The new guardrails are designed so a company can, for instance, more easily set up contorls to prevent a customer service chatbot responding with a rude tone or revealing internal policies about how it should make decisions around offering refunds, for example.

But while these tools are designed to make AI models safer for business customers, some security experts caution that the way OpenAI has released them could create new vulnerabilities and give companies a false sense of security. And, while OpenAI says it has released these security tools for the good of everyone, some question whether OpenAI’s motives aren’t driven in part by a desire to blunt one advantage that its AI rival Anthropic, which has been gaining traction among business users in part because of a perception that its Claude models have more robust guardrails than other competitors.

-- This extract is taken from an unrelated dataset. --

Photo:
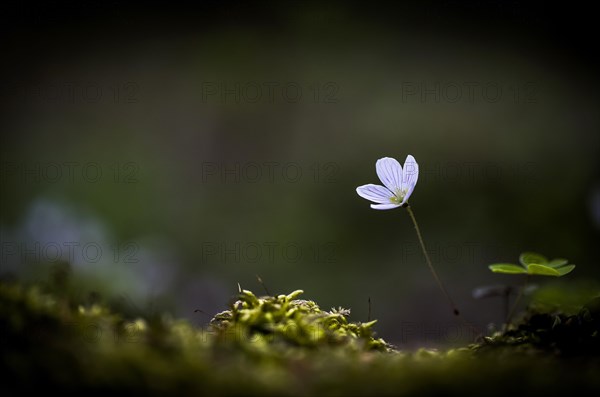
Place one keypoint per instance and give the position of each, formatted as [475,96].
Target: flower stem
[435,275]
[514,307]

The OpenAI security tools—which are called gpt-oss-safeguard-120b and gpt-oss-safeguard-20b—are themselves a type of AI model known as a classifier, which is designed to assess whether the prompt a user submits to a larger, more general-purpose AI model as well as that larger AI model produces meet a set of rules. Companies that purchase and deploy AI models could, in the past, train these classifiers themselves, but the process was time-consuming and potentially expensive, since the developers would have to collect examples of content that violates the policy in order to train the classifier. And then, if the company wanted to adjust the policies used for the guardrails, they would have to collect new examples of violations and retrain the classifier.

OpenAI is hoping the new tools can make that process faster and more flexible. Rather than being trained to follow one fixed rulebook, these new security classifiers can simply read a written policy and apply it to new content.

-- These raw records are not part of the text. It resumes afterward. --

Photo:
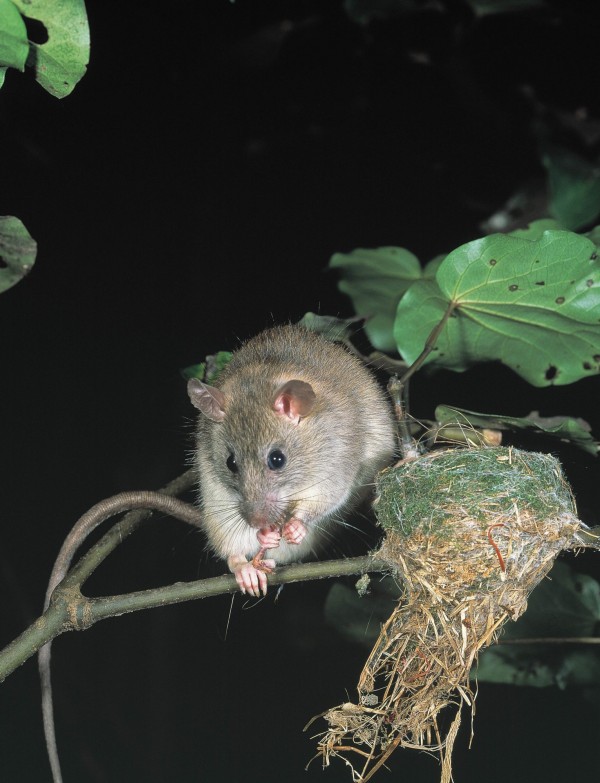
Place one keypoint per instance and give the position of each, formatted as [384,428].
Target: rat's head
[264,439]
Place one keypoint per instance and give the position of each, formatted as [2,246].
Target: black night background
[189,193]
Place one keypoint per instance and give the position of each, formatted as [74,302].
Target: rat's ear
[295,400]
[208,400]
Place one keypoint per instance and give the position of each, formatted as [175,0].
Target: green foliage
[13,39]
[532,304]
[208,370]
[61,61]
[574,188]
[530,300]
[17,252]
[565,428]
[375,280]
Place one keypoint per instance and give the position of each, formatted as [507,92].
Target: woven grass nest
[469,534]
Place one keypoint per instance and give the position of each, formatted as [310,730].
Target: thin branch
[69,610]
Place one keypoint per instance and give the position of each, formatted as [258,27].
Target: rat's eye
[276,459]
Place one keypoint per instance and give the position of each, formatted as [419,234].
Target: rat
[290,438]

OpenAI says this method, which it calls “reasoning-based classification,” allows companies to adjust their safety policies as easily as editing the text in a document instead of rebuilding an entire classification model. The company is positioning the release as a tool for enterprises that want more control over how their AI systems handle sensitive information, such as medical records or personnel records.

However, while the tools are supposed to be safer for enterprise customers, some safety experts say that they instead may give users a false sense of security. That’s because OpenAI has open-sourced the AI classifiers. That means they have made all the code for the classifiers available for free, including the weights, or the internal settings of the AI models.

Classifiers act like extra security gates for an AI system, designed to stop unsafe or malicious prompts before they reach the main model. But by open-sourcing them, OpenAI risks sharing the blueprints to those gates. That transparency could help researchers strengthen safety mechanisms, but it might also make it easier for bad actors to find the weak spots and risks, creating a kind of false comfort.

“Making these models open source can help attackers as well as defenders,” David Krueger, an AI safety professor at Mila, told Fortune. It will make it easier to develop approaches to bypassing the classifiers and other similar safeguards.”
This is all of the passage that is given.